Но Анна еще не знала (как и не знал никто из них), что до самого даже смертельного часа фашистской Германии палачи-нацисты еще не умертвили в адских лагерях смерти те двенадцать миллионов человек, включая маленьких детей, не сняли всех золотых коронок с их зубов, не срезали волосы и кожу, не сварили мыло, не рассортировали по полкам их обувь, их детские горшочки и еще не озолотили тем Германию. Чудовищный заведенный конвейер этот крутился вовсю, безостановочно крутились его колеса — передачи, и туда-то нацисты гнали-перегоняли всех выселенцев, в том числе и Анну с детьми — с последующей доставкой по железной дороге.

Дальше — знак плохой — закрутило совсем по-вчерашнему; опять ветер, продувая встреч и сыпля в лицо вязко валившимся снегом, мешал продвижению вперед, куда гнали, и изматывал сильней.

Анна уже насилушки брела, беспрестанно подвихаясь на лепешках, навалявшихся на наледи; она взмаливаясь, не таясь, опоминаясь: «Господи, да будет ли когда всему этому конец?! Хоть какой-нибудь. Уж все равно какой… Когда ж?» Но, как она ни отчаивалась за детей своих, она замечала между прочим: словно ей и впрямь становилось легче оттого, что она сама себя так занимала обессмысленным разговариваньем сама с собой. Либо с Верочкой. Либо с кем-нибудь еще. Это вроде б помогало ей.

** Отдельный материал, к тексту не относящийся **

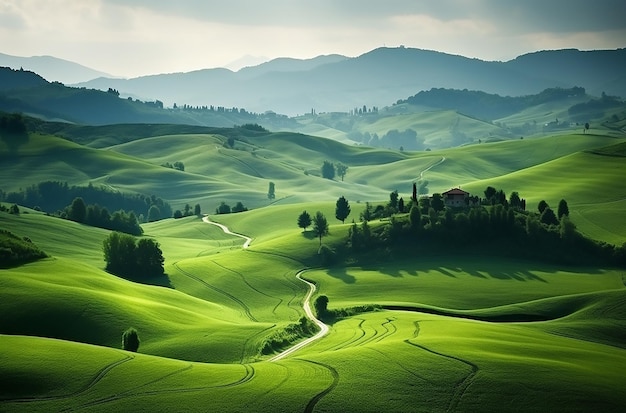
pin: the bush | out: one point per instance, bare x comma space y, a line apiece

— Ба, вы поглядите: точно у хозяек печки топятся — жилье! — с тоскливой жалостью и завистью бездомной проговорила Анна, когда приманчиво вновь возникли вблизи слева же, словно бы на некоем взгорье, избы деревенские с различимо напластованными снегом крышами и обвислые седые же деревья, а над ними толклись и сбивались кудельки прогорклого домашнего дыма, что и свидетельствовало о наличии здесь жителей. — Только не пойму я, детки, и не видно мне, где оно находится — в стороне от нас, небось? Неужели нас опять прогонят мимо? Судя по всему… по их повадкам… — У нее внезапно подвихнулись ноги. Ужаснулась она этому отчаянно.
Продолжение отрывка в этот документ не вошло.